Multiple Identity Disorder

It is not only communities and companies that have multiple identities that will need sorting out in a flat world. So too will individuals. In a flat world, the tensions among our identities as consumers, employees, citizens, taxpayers, and shareholders are going to come into sharper and sharper conflict.

“In the nineteenth century,” said business consultant Michael Hammer, “the great conflict was between labor and capital. Now it is between customer and worker, and the company is the guy in the middle. The consumer turns to the company and says, 'Give me more for less.' And then companies turn to employees and say, 'If we don't give them more for less, we are in trouble. I can't guarantee you a job and a union steward can't guarantee you a job, only a customer can.'”

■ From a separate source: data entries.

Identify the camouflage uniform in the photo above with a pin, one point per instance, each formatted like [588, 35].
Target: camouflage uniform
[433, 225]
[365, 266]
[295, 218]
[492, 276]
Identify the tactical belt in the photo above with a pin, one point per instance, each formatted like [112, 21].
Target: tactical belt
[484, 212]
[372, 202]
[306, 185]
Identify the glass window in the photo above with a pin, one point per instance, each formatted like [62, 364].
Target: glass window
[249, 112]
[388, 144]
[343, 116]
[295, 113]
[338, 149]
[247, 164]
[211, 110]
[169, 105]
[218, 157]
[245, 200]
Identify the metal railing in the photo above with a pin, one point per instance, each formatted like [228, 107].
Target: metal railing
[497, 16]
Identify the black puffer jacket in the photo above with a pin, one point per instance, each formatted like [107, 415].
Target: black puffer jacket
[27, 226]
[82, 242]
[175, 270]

The New York Times reported (November 1, 2004) that Wal-Mart spent about $1.3 billion of its $256 billion in revenue in 2003 on employee health care, to insure about 537,000 people, or about 45 percent of its workforce. Wal-Mart's biggest competitor, though, Costco Wholesale, insured 96 percent of its eligible full-time or part-time employees. Costco employees become eligible for health insurance after three months working full-time or six months working part-time. At Wal-Mart, most full-time employees have to wait six months to become eligible, while part-timers are not eligible for at least two years. According to the Times, full-time employees at Wal-Mart make about $1,200 per month, or $8 per hour. Wal-Mart requires employees to cover 33 percent of the cost of their benefits, and it plans to reduce that employee contribution to 30 percent. Wal-Mart-sponsored health plans have monthly premiums for family coverage ranging as high as $264 and out-of-pocket expenses as high as $13,000 in some cases, and such medical costs make health coverage unaffordable even for many Wal-Mart employees who are covered, the Times said.

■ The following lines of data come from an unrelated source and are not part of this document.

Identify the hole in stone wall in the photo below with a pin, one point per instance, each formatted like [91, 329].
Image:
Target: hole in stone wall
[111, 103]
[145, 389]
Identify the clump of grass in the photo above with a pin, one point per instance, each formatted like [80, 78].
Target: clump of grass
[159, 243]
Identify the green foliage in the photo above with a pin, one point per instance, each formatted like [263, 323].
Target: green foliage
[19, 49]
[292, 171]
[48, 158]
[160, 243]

But the same article went on to say this: “If there is any place where Wal-Mart's labor costs find support, it is Wall Street, where Costco has taken a drubbing from analysts who say its labor costs are too high.” Wal-Mart has taken more fat and friction out than Costco, which has kept more in, because it feels a different obligation to its workers. Costco's pretax profit margin is only 2.7 percent of revenue, less than half Wal-Mart's margin of 5.5 percent.

The Wal-Mart shopper in all of us wants the lowest price possible, with all the middlemen, fat, and friction removed. And the Wal-Mart shareholder in us wants Wal-Mart to be relentless about removing the fat and friction in its supply chain and in its employee benefits packages, in order to fatten the company's profits. But the Wal-Mart worker in us hates the benefits and pay packages that Wal-Mart offers its starting employees. And the Wal-Mart citizen in us knows that because Wal-Mart, the biggest company in America, doesn't cover all its employees with health care, some of them will just go to the emergency ward of the local hospital and the taxpayers will end up picking up the tab. The Times reported that a survey by Georgia officials found that “more than 10,000 children of Wal-Mart employees were in the state's health program for children at an annual cost of nearly $10 million to taxpayers.” Similarly, it said, a “North Carolina hospital found that 31 percent of 1,900 patients who described themselves as Wal-Mart employees were on Medicaid, while an additional 16 percent had no insurance at all.”